Statistical methods to improve understanding of the genetic basis of complex diseases
Robust statistical methods, utilising the vast amounts of genetic data that is now available, are required to resolve the genetic aetiology of complex human diseases including immune-mediated diseases. Essential to this process is firstly the use of genome-wide association studies (GWAS) to identify regions of the genome that determine the susceptibility to a given complex disease. Following this, identified regions can be fine-mapped with the aim of deducing the specific sequence variants that are causal for the disease of interest.
Functional genomic data is now routinely generated from high-throughput experiments. This data can reveal clues relating to disease biology, for example elucidating the functional genomic annotations that are enriched for disease-associated variants. In this thesis I describe a novel methodology based on the conditional false discovery rate (cFDR) that leverages functional genomic data with genetic association data to increase statistical power for GWAS discovery whilst controlling the FDR. I demonstrate the practical potential of my method through applications to asthma and type 1 diabetes (T1D) and validate my results using the larger, independent, UK Biobank data resource.
Fine-mapping is used to derive credible sets of putative causal variants in associated regions from GWAS. I show that these sets are generally over-conservative due to the fact that fine-mapping data sets are not randomly sampled, but are instead sampled from a subset of those with the largest effect sizes. I develop a method to derive credible sets that contain fewer variants whilst still containing the true causal variant with high probability. I use my method to improve the resolution of fine-mapping studies for T1D and ankylosing spondylitis. This enables a more efficient allocation of resources in the expensive functional follow-up studies that are used to elucidate the true causal variants from the prioritised sets of variants.

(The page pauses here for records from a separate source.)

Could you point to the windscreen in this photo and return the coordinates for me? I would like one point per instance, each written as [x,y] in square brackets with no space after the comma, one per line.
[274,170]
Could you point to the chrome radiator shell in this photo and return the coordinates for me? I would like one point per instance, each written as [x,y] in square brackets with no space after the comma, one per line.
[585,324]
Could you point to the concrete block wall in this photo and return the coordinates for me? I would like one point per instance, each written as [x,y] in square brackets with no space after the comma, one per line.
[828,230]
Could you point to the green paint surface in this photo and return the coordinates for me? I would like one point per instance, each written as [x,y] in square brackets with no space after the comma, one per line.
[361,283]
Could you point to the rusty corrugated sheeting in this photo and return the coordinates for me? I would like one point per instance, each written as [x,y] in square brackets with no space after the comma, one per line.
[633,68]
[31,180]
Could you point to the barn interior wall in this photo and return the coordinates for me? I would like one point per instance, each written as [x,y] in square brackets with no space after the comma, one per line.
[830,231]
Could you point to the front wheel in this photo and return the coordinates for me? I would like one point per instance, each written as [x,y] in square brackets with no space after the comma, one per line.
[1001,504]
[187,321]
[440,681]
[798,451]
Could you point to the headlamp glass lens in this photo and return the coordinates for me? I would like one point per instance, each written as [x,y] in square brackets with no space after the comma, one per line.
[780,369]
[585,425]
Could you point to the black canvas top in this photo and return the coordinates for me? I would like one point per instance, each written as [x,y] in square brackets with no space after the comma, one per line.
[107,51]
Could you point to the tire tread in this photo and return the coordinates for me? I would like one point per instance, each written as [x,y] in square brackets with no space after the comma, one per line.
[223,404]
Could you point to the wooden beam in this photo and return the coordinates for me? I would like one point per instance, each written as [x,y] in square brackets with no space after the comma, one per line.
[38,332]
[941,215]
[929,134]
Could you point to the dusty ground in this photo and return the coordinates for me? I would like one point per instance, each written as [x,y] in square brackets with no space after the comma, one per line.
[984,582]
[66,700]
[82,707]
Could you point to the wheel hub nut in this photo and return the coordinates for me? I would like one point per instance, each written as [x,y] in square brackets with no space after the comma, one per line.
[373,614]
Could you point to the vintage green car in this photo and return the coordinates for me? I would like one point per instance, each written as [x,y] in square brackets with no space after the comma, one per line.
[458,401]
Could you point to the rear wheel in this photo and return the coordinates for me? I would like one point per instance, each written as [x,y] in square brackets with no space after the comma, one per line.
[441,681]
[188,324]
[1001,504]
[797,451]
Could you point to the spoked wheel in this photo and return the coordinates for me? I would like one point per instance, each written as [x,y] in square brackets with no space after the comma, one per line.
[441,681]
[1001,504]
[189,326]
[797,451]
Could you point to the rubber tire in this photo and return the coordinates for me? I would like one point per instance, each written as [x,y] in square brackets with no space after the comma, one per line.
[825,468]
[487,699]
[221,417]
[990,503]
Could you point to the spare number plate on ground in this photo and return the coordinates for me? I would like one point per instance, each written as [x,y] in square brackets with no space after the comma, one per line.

Whilst GWAS investigate genome-wide patterns of association, it is likely that studying a specific biological factor using a variety of data sources will give a more detailed perspective on disease pathogenesis. Taking a more holistic approach, I utilise a variety of genetic and functional genomic data in a range of statistical genetics techniques to try and decipher the role of the Ikaros family of transcription factors in T1D pathogenesis. I find that T1D-associated variants are enriched in Ikaros binding sites in immune-relevant cell types, but that there is no evidence of epistatic effects between causal variants residing in the Ikaros gene region and variants residing in genome-wide binding sites of Ikaros, thus suggesting that these sets of variants are not acting synergistically to influence T1D risk.
Together, in this thesis I develop and examine a range of statistical methods to aid understanding of the genetic basis of complex human diseases, with application specifically to immune-mediated diseases.